Paul Grobstein's picture

bagging "placement" at both beginning and end

I'm perfectly happy with BOTH "not assuming a starting point" AND "a more pluralistic set of goals."  And not (or even primarily) because it is more "egalitarian" and "socially just."  "Weight a course on movement and placement equally"?  My own trajectory has been to steadily downgrade "placement" (and exams).  What I want to see, and try to facilitate, is "movement," not primarily because I want everyone to feel successful now but rather because the skill of moving, in any direction away from where one is, is what people need more of both for their own lives and to contribute meaningfully to the lives of others in the future.  For a related conversation along these lines, see modeling, story telling, and inquiry: trying to get to where?  


 

Paul Grobstein's picture

Tetris, education, cultures, and beyond ...

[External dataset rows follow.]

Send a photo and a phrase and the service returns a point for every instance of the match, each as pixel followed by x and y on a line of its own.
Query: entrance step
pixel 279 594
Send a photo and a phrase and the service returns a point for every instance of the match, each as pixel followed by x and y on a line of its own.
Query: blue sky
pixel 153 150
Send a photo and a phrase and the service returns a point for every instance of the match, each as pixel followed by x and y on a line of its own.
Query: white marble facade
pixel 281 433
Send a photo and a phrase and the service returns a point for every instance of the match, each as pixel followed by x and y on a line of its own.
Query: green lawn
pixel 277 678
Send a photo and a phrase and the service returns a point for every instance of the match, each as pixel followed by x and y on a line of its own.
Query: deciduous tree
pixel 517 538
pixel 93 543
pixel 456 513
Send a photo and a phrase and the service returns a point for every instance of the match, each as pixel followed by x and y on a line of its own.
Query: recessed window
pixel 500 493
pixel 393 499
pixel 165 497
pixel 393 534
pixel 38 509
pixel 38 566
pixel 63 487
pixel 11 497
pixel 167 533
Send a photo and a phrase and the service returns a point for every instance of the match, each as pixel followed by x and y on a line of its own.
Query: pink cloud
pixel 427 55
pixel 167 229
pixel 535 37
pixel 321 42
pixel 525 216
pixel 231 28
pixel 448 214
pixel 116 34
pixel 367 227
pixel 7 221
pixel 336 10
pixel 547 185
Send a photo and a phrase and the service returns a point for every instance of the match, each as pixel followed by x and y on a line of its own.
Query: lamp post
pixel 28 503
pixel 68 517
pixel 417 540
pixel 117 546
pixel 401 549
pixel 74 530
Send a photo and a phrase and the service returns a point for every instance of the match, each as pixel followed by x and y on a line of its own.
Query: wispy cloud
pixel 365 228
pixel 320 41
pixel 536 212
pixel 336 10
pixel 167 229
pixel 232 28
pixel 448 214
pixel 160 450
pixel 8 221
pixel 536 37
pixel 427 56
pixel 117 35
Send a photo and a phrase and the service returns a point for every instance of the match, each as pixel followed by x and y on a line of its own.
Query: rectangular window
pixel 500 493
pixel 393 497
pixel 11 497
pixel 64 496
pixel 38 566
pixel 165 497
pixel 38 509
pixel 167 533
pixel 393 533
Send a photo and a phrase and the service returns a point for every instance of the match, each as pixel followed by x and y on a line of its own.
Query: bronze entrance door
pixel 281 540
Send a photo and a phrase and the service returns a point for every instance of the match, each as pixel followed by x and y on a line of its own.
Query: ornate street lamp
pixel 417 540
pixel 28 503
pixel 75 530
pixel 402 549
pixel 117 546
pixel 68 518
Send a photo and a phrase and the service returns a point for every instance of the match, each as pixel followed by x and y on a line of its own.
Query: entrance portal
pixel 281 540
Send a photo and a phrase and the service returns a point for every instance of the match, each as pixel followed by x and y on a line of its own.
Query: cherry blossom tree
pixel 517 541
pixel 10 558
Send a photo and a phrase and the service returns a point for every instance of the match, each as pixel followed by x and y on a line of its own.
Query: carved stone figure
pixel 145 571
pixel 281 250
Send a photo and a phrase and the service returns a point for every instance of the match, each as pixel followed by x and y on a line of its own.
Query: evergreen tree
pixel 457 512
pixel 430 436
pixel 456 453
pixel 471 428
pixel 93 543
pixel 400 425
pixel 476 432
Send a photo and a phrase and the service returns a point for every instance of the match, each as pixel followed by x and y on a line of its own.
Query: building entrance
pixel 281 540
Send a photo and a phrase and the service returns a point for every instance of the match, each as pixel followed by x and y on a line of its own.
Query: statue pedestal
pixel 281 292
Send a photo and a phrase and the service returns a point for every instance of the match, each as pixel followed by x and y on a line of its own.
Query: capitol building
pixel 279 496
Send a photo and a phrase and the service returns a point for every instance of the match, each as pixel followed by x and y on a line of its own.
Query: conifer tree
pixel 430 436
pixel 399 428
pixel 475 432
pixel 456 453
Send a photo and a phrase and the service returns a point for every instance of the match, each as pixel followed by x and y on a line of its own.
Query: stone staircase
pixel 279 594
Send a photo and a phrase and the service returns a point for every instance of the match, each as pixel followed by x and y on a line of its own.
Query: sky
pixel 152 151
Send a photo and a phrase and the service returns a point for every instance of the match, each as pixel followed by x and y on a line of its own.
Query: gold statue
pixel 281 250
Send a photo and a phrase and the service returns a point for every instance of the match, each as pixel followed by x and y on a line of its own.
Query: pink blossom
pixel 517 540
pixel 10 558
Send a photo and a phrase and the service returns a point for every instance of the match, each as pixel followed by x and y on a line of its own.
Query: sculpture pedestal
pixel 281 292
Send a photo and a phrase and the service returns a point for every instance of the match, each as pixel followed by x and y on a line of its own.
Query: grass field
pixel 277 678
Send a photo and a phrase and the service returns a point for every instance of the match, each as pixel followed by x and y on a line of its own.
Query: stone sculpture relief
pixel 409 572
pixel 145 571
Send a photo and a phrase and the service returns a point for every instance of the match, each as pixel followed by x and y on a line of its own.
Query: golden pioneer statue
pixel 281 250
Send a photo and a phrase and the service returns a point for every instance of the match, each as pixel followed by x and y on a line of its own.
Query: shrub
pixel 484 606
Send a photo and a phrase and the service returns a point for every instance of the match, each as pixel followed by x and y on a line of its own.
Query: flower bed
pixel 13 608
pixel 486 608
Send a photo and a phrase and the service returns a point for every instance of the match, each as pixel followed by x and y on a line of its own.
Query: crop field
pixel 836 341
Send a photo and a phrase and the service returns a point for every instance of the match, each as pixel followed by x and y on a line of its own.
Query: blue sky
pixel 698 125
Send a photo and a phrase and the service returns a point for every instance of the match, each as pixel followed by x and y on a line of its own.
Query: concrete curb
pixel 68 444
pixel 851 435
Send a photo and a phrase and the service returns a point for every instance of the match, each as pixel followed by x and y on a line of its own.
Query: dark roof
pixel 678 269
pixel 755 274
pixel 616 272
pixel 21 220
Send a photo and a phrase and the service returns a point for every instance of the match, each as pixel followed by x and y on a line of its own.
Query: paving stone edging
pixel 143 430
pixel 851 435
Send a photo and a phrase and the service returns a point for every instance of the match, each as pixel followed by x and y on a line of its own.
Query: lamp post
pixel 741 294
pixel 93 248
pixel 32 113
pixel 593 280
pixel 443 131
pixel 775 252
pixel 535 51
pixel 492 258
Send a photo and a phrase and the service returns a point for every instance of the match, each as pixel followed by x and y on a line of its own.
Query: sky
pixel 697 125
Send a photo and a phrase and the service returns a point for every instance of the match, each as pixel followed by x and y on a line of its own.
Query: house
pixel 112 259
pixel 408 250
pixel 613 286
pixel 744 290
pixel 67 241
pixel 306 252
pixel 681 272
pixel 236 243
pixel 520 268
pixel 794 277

Like your Tetris image.  Yep, we can't blank the screen, begin in the same place.  And I agree that starting at the same place and ending at the same place are dissociable.  We could indeed, "knowingly and carefully" agree where to start and still aspire to get to different places.  In some ways, I'd like to think that's what we're actually doing in Bio 202 (re, for example, what is meant by "input" or "stimulus"). 

I want/need to think a little more about this.  While it may be less of a pain in the ass, it also puts less on the table to make new things out of and gives people less opportunity to explore their own abilities to create both meaning and culture.  For more along these lines, see Culture of Abilities.  Think of that as a product of this conversation?  Thanks for helping me continue to think through this set of issues.

 

 

egleichman's picture

By way of concession

I agree with much of what you say here, Paul, that for all of us to have the same starting point via common and precise definitions is both efficient and impossible, because of what you've outlined: not only "strong" students versus not, but also because of the varying backgrounds and experiences of the people in the discussion, something that inevitably -- for better or worse -- put us all at different levels.

One way I've thought about what you've said here is as a game of Tetris.*  If we want the most efficient "end" result possible, we all start with a blank screen and build, fitting pieces of information from you and each other together so that it all fits, makes sense.  But in a classroom setting, we come in with a our Tetris screens already somewhat arranged, and the new information we process has to fit with what we already have established in our perception of the world.  To demand that we erase all of that already-arranged material is against against the game rules.  And because we have different starting points, the new information is going to stack and fit differently into the realm of what we knew -- or thought we knew -- before.

I think I get that.

But I'm not sure I totally agree that to begin with the same starting point means the objective is to leave off at the same ending point.  In other words, to begin to answer your question: "But is that actually the objective?  To get us collectively to some future same place?"  I would say, no.  I don't think it's fair, as you've said, to expect everyone to leave the classroom with the same new ideas.  To begin in the same place does not mean we must end in the same place.  It is simply a way of saying: "There are many -- perhaps infinite -- definitions for what we are talking about today.  Let us focus on this one right now."  To limit ourselves in the onset with common definitions perhaps inhibits our learning because our backgrounds and previous experiences -- that which has helped build the knowledge with which we come to class -- have been ignored.  But to do so knowingly and carefully does, I think, advance our thinking more efficiently -- so long as we know that starting at the same place and ending up in the same "future place" are not inextricably linked. 

I see now the rationale behind your approach to defining (or not defining) terms.  It makes sense.  But you're right; it feels like a pain in the ass.